Arrests, lockdown, restrictions, curfew, soldiers and uneasy silence in Srinagar
Gupkar Road—the power avenue, home to Kashmir’s top politicians, rulers until a cold draught barrelled down from Delhi this August. It’s Friday, the day of the prayers. The entrance to the chinar-lined street is closed off with an iron barricade. An Intelligence Bureau (IB) official is in charge. Troopers of the paramilitary CRPF are assisting him. A shout away, Special Security Group (SSG) commandos stand in attention—a finger on the trigger of their automatics. A couple of J&K Police constables is there too—without their weapons, belts. Their job is to remove the barricade on the IB man’s instructions whenever he allows a vehicle to pass through. The official has strict instructions—no media on Gupkar Road.
What? Then who let those OB vans and cars of national TV news channels on the road, transmitting news live from the ground? The IB official smiles, directs the motley of print media reporters—mostly locals—towards the policemen who, in turn, point towards the SSG. A commando from the elite force looks up, scans the sky and almost yells: “Back off.” Instead, he says he has no information if mediapeople could be let in. The IB official relents after much persuasion.

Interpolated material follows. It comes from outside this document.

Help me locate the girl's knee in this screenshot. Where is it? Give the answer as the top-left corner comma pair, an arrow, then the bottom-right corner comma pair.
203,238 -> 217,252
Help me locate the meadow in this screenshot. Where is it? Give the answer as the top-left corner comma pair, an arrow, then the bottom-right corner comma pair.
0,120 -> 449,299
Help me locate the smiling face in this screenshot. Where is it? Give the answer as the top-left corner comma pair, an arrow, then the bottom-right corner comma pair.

The houses along Gupkar Road have been turned into ‘jails’—ahead of the Centre abolishing the special status to Jammu and Kashmir, and splitting the state into two Union territories on August 5. A few metres from the barricade, the SSG guards the single-storey bungalow of Dr Farooq Abdullah, former chief minister and son of the late Sheikh Abdullah. Reporters are not allowed inside. Reports say a police officer was suspended after a tearful Abdullah talked to NDTV on August 7. One of the officers tells Outlook that Abdullah has become restless as he seldom “stays at one place for a long time”.